Itu sebabnya, bantuan hukum tidak boleh dianggap sebagai perbuatan karitatif dengan pertimbangan perikemanusiaan semata. Ia bukan sekadar tugas formal advokat yang lebih mempertimbangkan profesionalitas, keahlian, atau bahkan imbalan. Ia adalah tuntutan melakukan minimalisasi akibat buruk yang terjadi dalam criminal justice process dengan kacamata lebar. Di sini advokat harus menjadi mesin pembaru hukum yang menyikapi secara kritis produk legislasi nasional, proses peradilan pidana, serta praktek sosialisasi hukum dalam kerangka melindungi mereka yang rentan dan buta hukum. Mereka yang harus dibela tidak lagi terbatas karena lemah secara finansial, tapi juga mencakup anak-anak, manula, wanita, suku terasing, atau masyarakat adat.
Ambil contoh. Produk legislasi nasional tidak lengkap tanpa Undang-Undang Bantuan Hukum. Apakah sudah mencukupi UU Advokat dan PP Bantuan Hukum Cuma-cuma? Praktek peradilan pidana juga diragukan telah menjalankan habeaus corpus (kehadiran tersangka) atau pre-trial hearing (pengujian sebelum sidang) untuk mengetahui alasan penahanan. Apakah kezaliman yang dialami pesakitan sudah terhapus? Praktek sosialisasi hukum selama ini dijalankan banyak pihak, mulai kementerian sampai pemda. Apakah segala penyuluhan atau kampanye ini telah mengena ke kelompok sasarannya?

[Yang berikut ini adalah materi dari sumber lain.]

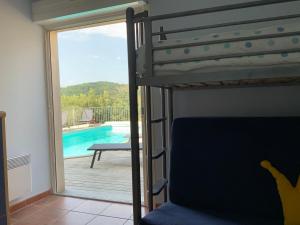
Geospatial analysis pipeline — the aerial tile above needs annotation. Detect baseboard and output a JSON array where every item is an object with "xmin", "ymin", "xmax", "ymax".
[{"xmin": 9, "ymin": 190, "xmax": 52, "ymax": 213}]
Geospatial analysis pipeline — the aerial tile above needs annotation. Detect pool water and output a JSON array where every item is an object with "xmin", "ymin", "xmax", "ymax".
[{"xmin": 63, "ymin": 126, "xmax": 128, "ymax": 158}]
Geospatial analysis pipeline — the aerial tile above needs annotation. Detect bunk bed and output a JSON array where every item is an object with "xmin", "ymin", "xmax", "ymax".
[{"xmin": 126, "ymin": 0, "xmax": 300, "ymax": 225}]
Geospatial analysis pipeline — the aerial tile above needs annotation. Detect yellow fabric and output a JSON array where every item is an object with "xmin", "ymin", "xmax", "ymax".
[{"xmin": 261, "ymin": 160, "xmax": 300, "ymax": 225}]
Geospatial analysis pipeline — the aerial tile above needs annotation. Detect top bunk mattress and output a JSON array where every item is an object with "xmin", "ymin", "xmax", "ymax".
[{"xmin": 137, "ymin": 24, "xmax": 300, "ymax": 77}]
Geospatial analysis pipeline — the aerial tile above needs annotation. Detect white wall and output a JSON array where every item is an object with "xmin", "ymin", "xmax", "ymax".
[
  {"xmin": 0, "ymin": 0, "xmax": 50, "ymax": 203},
  {"xmin": 149, "ymin": 0, "xmax": 300, "ymax": 203}
]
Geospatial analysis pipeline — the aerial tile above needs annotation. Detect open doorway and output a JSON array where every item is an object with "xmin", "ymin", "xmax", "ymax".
[{"xmin": 48, "ymin": 22, "xmax": 143, "ymax": 203}]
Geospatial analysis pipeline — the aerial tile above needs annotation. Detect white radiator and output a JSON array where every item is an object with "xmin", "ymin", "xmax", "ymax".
[{"xmin": 7, "ymin": 154, "xmax": 32, "ymax": 201}]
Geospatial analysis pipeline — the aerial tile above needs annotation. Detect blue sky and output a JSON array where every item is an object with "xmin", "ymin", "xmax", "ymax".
[{"xmin": 58, "ymin": 23, "xmax": 128, "ymax": 87}]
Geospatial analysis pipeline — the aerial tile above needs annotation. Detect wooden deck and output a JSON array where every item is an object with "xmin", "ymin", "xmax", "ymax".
[{"xmin": 63, "ymin": 151, "xmax": 143, "ymax": 203}]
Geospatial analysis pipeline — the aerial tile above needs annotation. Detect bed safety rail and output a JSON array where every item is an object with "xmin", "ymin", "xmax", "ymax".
[{"xmin": 126, "ymin": 0, "xmax": 300, "ymax": 225}]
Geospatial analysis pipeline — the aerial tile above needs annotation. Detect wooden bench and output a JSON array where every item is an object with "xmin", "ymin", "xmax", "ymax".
[{"xmin": 87, "ymin": 142, "xmax": 143, "ymax": 168}]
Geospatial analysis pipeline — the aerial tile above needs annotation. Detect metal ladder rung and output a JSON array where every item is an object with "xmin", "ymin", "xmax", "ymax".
[
  {"xmin": 152, "ymin": 148, "xmax": 167, "ymax": 160},
  {"xmin": 152, "ymin": 178, "xmax": 168, "ymax": 196},
  {"xmin": 151, "ymin": 117, "xmax": 167, "ymax": 123}
]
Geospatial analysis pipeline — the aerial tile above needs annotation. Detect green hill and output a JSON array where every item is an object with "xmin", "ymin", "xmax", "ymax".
[
  {"xmin": 61, "ymin": 81, "xmax": 128, "ymax": 96},
  {"xmin": 61, "ymin": 81, "xmax": 129, "ymax": 109}
]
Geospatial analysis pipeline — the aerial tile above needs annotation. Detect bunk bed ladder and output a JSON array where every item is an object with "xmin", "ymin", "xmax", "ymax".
[{"xmin": 146, "ymin": 87, "xmax": 168, "ymax": 211}]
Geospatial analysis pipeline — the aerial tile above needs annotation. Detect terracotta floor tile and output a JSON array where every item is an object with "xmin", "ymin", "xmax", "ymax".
[
  {"xmin": 48, "ymin": 197, "xmax": 86, "ymax": 210},
  {"xmin": 72, "ymin": 201, "xmax": 112, "ymax": 214},
  {"xmin": 88, "ymin": 216, "xmax": 126, "ymax": 225},
  {"xmin": 11, "ymin": 205, "xmax": 43, "ymax": 220},
  {"xmin": 124, "ymin": 220, "xmax": 133, "ymax": 225},
  {"xmin": 50, "ymin": 212, "xmax": 96, "ymax": 225},
  {"xmin": 101, "ymin": 204, "xmax": 132, "ymax": 219},
  {"xmin": 34, "ymin": 195, "xmax": 62, "ymax": 206}
]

Awal karya Tampak banyak pekerjaan rumah advokat tidak selesai, namun kita sedikit lega.
Meski terhambat biaya, Perhimpunan Advokat Indonesia mulai mewajibkan anggotanya, yang berjumlah 21 ribu orang, melayani secara cuma-cuma pencari keadilan.
Misalkan hanya 1 persen dari 32 juta orang miskin yang menghadapi problem hukum.
Supaya semua terlayani, dalam hitungan sederhana, 1 orang advokat bakal menangani 15 orang miskin. Kita tunggu realisasinya. Ini bukti awal karya. Ingat kata pepatah, kebajikan itu terwujud dalam karya (virtus in actione consistit).